そこで戦闘訓練をしていたのは、ヤマトでも最高練度を誇る戦闘系ギルド、〈黒剣騎士団〉のメンバーだった。
わいわいとやりとりをするメンバーの中、一人だけ文字チャットで会話をしているプレイヤー。そのネーム表示は「ユーミル」とあった。
それは、〈D.D.D〉の〈盗剣士〉、MAJIDEにとっては、聞き覚えのあるもの。かつて一時コンビを組んでいたプレイヤーの現実世界での芸名。それと、よく似た名前だった。
「懲りずに超ド直球ネーミングMAJIDE!?」
「……えーと。倉橋ゆみるちゃん? 身バレが原因で一回エルテを離れたんっすよね……天然さんっすか?」
「天衣無縫。まあ、なんというか。よい子なんだねえ。〈黒剣〉向きではあると思うよ。それに、一周回ってかえってばれにくいと思うな。ファンタジー系RPGをやるような人間にとって、ユーミルと言えば北欧の原初の巨人の方だろう。その姿があんな巨躯禿頭の大男ならなおさらだ」
自分をここまで連れてきた、〈西風の旅団〉のチカと紫陽花のやりとりを聞きながら、改めてMAJIDEはかつての相棒とのやりとりを思い出す。
確かに、妙なところで大胆で、見ていてはらはらするようなことを当然のようにやってのける娘だった記憶がある。その気風は、未だ健在ということか。そのことに、彼は少しだけ安心した。
かつての出来事でも、彼女の真っ直ぐな心持ちは変わっていない。それが、MAJIDEにとっては、わずかばかり救いだったのだ。

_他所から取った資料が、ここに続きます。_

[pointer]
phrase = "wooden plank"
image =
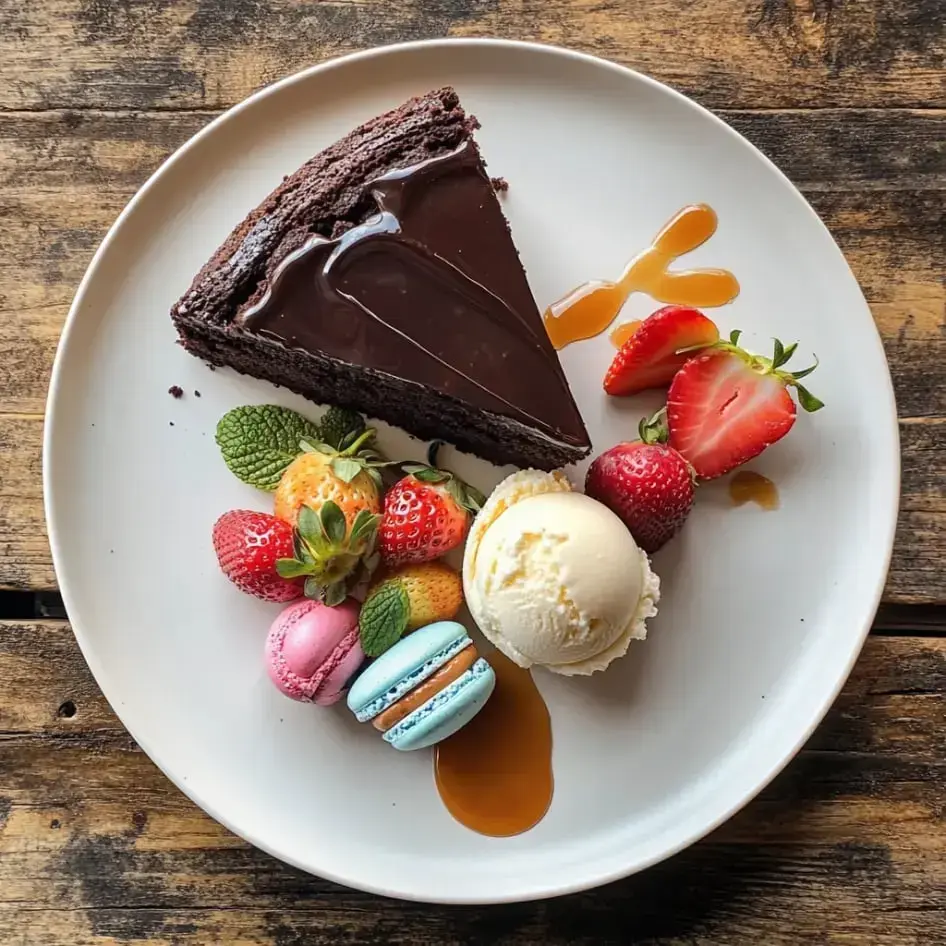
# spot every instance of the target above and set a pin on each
(25, 559)
(212, 53)
(877, 178)
(845, 847)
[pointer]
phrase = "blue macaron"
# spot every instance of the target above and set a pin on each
(411, 663)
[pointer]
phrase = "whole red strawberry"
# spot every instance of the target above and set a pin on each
(248, 545)
(426, 514)
(725, 405)
(646, 483)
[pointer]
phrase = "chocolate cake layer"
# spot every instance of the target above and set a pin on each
(382, 276)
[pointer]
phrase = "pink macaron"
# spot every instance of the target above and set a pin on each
(312, 650)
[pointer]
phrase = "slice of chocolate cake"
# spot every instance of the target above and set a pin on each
(382, 276)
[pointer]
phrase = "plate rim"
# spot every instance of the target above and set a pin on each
(545, 890)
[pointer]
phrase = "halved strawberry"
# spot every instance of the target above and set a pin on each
(725, 406)
(658, 349)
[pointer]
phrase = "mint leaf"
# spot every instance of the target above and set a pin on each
(258, 442)
(341, 427)
(383, 618)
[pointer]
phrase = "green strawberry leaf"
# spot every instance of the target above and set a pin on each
(335, 594)
(258, 442)
(341, 427)
(475, 500)
(309, 525)
(345, 468)
(383, 618)
(428, 475)
(787, 353)
(807, 400)
(291, 568)
(333, 522)
(798, 375)
(365, 524)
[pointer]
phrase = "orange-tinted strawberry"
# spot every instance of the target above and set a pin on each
(406, 599)
(348, 477)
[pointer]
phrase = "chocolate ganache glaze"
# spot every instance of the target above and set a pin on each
(419, 291)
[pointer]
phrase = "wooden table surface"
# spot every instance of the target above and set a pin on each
(848, 846)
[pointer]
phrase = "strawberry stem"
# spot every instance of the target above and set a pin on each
(356, 446)
(655, 429)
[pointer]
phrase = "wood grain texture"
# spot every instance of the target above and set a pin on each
(135, 54)
(97, 847)
(878, 178)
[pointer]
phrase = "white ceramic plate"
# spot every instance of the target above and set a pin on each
(763, 613)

「にしても、〈黒剣〉とはねえ。青い鳥は近くにいたんだー的な奴っすね。いや、まだあれがMAJIちゃんの昔の知り合いだとは確定していないわけっすけど」
「群疑満腹ごもっとも。それじゃあ、ちょっと試してみることにしようか。ちょうど彼らの戦いも終わるところだし、ね!」
そんな安心で気が緩んだからか。
MAJIDEは、すぐ脇にいた紫陽花の不審な動きに気づかなかった。
いや、気づいていたとしても、反応できたかどうか。
なにせその行動はあんまりに突拍子がなくて、予想などしようもない奇行だったからだ。
「さて、これから現れるは難攻不落の双子巨兵。……そういえば、君はビッグアップルにいた頃、こいつを相棒と二人で倒したらしいね。あの頃みたいに幻想級で固めたわけじゃあないサブキャラでどこまでいけるか、お手並み拝見といこうか」
「レアボス召喚MAJIDE!?」
紫陽花がスクロールを読み上げると、フィールドに魔法陣が展開され、派手なエフェクトとともに、二つの巨体がフィールドに具象化していく。
〈双子巨兵の召喚陣〉。
フィールドで使用することで、レアエネミーである〈双子巨兵〉……ジェミニゴーレムを呼び出し、戦闘できる、秘宝級の使い捨てアイテムだ。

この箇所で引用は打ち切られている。